We know how this looks.
It would be easy to interpret this week’s cover story that exposes discrepancies in Yes Weekly’s print run as the work of disgruntled former employees taking a shot at their former boss.
And it would be disingenuous to say there’s not some truth in that.
Our entire trio of editors worked at Yes Weekly for years; one of us was fired and two of us quit. Together we started Triad City Beat.
The business we own together, Beat Media Inc. and its newspaper, were founded on the notion that an honest little company could make it in this market.
Ninety issues later, we’re still swinging away.
It’s hard enough when you play by the rules — which we do scrupulously. We have printing receipts for every issue, since we started, to prove it.
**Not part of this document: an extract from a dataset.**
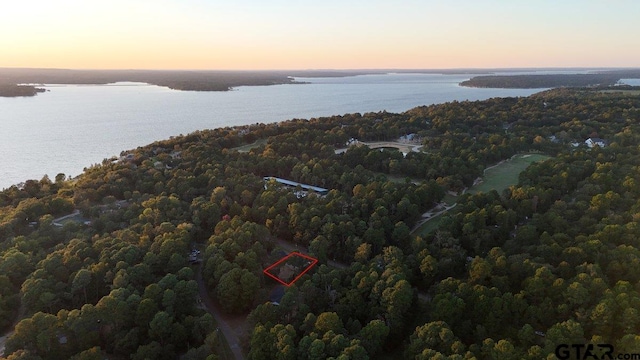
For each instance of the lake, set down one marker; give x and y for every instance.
(71, 127)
But if the other guy is cutting corners, it’s even harder.
If a hotdog stand owner found out the guy across the street was using rat meat, we reasoned, he’d probably do something about it. And we realized that, though we weren’t the best candidates to expose this story, if we didn’t, the issues it raises would continue to go unreported.
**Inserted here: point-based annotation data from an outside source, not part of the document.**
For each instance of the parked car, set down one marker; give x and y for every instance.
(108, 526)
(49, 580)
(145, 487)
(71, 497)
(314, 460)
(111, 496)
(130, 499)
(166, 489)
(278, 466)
Some might say the whole thing is not a big deal — what’s the difference between a few thousand papers? But those numbers set the basis for ad rates and readership, the two things by which newspapers live and die.
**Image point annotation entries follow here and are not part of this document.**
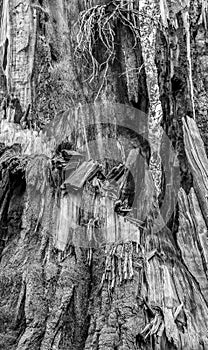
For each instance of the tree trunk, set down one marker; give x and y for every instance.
(103, 175)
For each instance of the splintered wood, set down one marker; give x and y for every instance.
(19, 32)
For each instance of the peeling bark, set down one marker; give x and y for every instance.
(102, 244)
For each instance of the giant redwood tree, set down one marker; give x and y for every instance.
(103, 174)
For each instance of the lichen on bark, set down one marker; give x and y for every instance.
(98, 250)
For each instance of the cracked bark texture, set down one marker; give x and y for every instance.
(146, 288)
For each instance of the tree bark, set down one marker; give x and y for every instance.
(103, 175)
We only sell one thing: readers’ eyeballs. Penetration is a metric of meeting potential in our quest to attract readers. A decrease of almost 60 percent affects every single department.
It hits advertisers the worst, though; when their message only hits a fraction — apparently less than half — of the people they thought it would, some of them start to think that advertising in newspapers doesn’t really work, a notion we would strongly dispute.
In that way, it’s like urinating in the community well.
The other thing is a matter of integrity.
How can a newspaper hold others accountable for their words, demand transparency from government and honesty from elected officials without itself adhering to those values?